You are viewing a plain text version of this content. The canonical link for it is here.

Posted to common-user@hadoop.apache.org by Stephen Watt <sw...@us.ibm.com> on 2008/09/29 21:19:51 UTC

Getting Hadoop Working on EC2/S3

Hi Folks

Before I get started, I just want to state that I've done the due 
diligence and read Tom White's articles as well as EC2 and S3 pages on the 
Hadoop Wiki and done some searching on this.

Thus far I have successfully got Hadoop running on EC2 with no problems. 
In my local hadoop 0.18 environment I simply add my AWS keys to the 
hadoop-ec2-env.sh and kickoff the src/contrib/ec2/bin/hadoop-ec2 launch 
cluster script and it works great. 

Now, I'm trying to use the Public Haodop EC2 images to run over S3 instead 
of HDFS. They are set up to use variables passed in from a parameterized 
launch for all the config options everything EXCEPT the 
fs.default.filesystem. So in order to bring a cluster of 20 hadoop 
instances up that run over S3, I need to mod the config file to point to 
my S3 bucket for the fs.default.filesystem and keep the rest the same. 
Thus I need my own image to do this.  I am attempting this by using the 
local src/contrib/ec2/bin/hadoop-ec2 create-image script. I've tried this 
both on a windows system (cygwin environment) AND on my ubuntu 8 system 
and with each one it gets all the way to the end and fails as it attempts 
to save the new image to my bucket and says the bucket does not exist with 
a Server.NoSuchBucket (404) error. 

The S3 bucket definitely does exist. I have block data inside of it that 
are results of my Hadoop Jobs. I can go to a single hadoop image on EC2 
that I've launched and manually set up to use S3 and say bin/hadoop dfs 
-ls / and I can see the contents of my S3 bucket. I can also succesfully 
use that s3 bucket as an input and output of my jobs for a single EC2 
hadoop instance. I've tried creating new buckets using the FireFox S3 
Organizer plugin and specifying the scripts to save my new image to those 
and its still the same error. 

Any ideas ? Is anyone having similar problems ?

Regards
Steve Watt

Re: Getting Hadoop Working on EC2/S3

Posted by Stephen Watt <sw...@us.ibm.com>.

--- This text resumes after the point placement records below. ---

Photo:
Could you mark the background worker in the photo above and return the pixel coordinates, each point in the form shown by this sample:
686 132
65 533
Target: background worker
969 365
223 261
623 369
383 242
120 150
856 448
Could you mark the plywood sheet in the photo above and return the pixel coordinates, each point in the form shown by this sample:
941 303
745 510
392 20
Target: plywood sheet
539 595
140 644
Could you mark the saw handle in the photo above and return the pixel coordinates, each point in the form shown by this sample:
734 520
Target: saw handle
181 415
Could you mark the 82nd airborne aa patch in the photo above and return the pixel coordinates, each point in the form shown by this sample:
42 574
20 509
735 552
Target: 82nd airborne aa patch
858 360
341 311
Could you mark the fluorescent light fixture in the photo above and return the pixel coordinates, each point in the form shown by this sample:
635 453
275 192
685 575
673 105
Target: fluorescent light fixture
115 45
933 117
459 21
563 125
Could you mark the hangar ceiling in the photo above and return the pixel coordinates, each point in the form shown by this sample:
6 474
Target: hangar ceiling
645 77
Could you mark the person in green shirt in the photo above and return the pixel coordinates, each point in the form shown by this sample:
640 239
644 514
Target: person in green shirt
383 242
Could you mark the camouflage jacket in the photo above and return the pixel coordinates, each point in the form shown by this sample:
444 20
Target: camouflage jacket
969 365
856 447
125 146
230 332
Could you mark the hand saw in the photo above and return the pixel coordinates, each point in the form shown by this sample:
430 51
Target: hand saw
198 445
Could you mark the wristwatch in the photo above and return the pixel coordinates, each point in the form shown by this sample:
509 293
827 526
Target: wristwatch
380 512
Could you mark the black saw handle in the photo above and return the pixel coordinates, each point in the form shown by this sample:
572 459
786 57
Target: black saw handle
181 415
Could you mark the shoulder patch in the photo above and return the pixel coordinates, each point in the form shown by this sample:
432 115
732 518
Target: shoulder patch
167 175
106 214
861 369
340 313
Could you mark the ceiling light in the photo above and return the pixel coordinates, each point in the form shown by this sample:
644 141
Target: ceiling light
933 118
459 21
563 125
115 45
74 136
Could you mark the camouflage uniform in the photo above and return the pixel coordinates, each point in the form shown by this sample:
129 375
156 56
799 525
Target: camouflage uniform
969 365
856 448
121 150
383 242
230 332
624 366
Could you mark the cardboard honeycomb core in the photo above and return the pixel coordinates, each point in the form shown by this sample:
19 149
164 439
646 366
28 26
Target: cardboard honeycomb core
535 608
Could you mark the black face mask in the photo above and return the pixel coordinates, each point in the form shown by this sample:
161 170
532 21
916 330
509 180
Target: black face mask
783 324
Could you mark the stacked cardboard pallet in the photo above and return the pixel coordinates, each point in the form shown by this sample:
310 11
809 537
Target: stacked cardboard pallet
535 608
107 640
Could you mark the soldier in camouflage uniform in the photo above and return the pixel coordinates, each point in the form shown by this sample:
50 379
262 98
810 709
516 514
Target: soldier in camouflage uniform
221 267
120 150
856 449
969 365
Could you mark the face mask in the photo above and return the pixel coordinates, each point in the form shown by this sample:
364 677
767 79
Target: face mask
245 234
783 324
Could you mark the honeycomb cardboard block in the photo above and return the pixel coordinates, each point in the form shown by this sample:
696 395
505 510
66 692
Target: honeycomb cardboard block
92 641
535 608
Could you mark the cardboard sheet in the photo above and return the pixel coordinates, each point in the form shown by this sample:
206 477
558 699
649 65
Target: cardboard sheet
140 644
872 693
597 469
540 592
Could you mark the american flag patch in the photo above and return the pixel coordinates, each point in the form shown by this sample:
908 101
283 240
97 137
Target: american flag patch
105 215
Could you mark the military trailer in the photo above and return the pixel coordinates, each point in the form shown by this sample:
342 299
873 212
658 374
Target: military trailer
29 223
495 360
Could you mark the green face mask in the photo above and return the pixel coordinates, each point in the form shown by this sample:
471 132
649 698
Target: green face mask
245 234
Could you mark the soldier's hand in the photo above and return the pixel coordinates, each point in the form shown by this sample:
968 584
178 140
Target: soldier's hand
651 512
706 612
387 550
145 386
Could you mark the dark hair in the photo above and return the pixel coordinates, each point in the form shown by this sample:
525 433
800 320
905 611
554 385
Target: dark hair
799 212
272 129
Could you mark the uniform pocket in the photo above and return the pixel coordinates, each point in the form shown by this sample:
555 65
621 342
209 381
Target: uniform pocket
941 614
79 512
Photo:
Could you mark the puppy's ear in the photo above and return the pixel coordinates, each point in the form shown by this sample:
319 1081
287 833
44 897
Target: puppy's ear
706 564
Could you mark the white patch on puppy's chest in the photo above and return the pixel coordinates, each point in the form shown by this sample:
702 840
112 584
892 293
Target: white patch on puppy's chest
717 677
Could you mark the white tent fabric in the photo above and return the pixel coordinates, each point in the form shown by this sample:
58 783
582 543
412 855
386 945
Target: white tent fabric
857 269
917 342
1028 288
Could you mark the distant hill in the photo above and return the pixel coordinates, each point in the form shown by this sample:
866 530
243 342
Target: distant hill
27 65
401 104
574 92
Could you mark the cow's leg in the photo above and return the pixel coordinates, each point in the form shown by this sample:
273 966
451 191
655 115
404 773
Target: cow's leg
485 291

I think we've identified a bug with the create-image parameter on the ec2 
scripts under src/contrib

This was my workaround. 

1) Start a single instance of the Hadoop AMI you want to modify using the 
ElasticFox firefox plugin (or the ec2-tools)
2) Modify the /root/hadoop-init script and change the fs.default.name 
property to point to the FULL s3 path to your bucket (after doing this 
make sure you do not make your image public!)
3) Follow the instructions at 
http://docs.amazonwebservices.com/AWSEC2/2008-05-05/GettingStartedGuide/ 
for bundling, uploading and registering your new AMI.
4) On your local machine, in the hadoop-ec2-env.sh file, change the 
S3_BUCKET to point to your private s3 bucket where you uploaded your new 
image.  Change the HADOOP_VERSION to your new AMI name.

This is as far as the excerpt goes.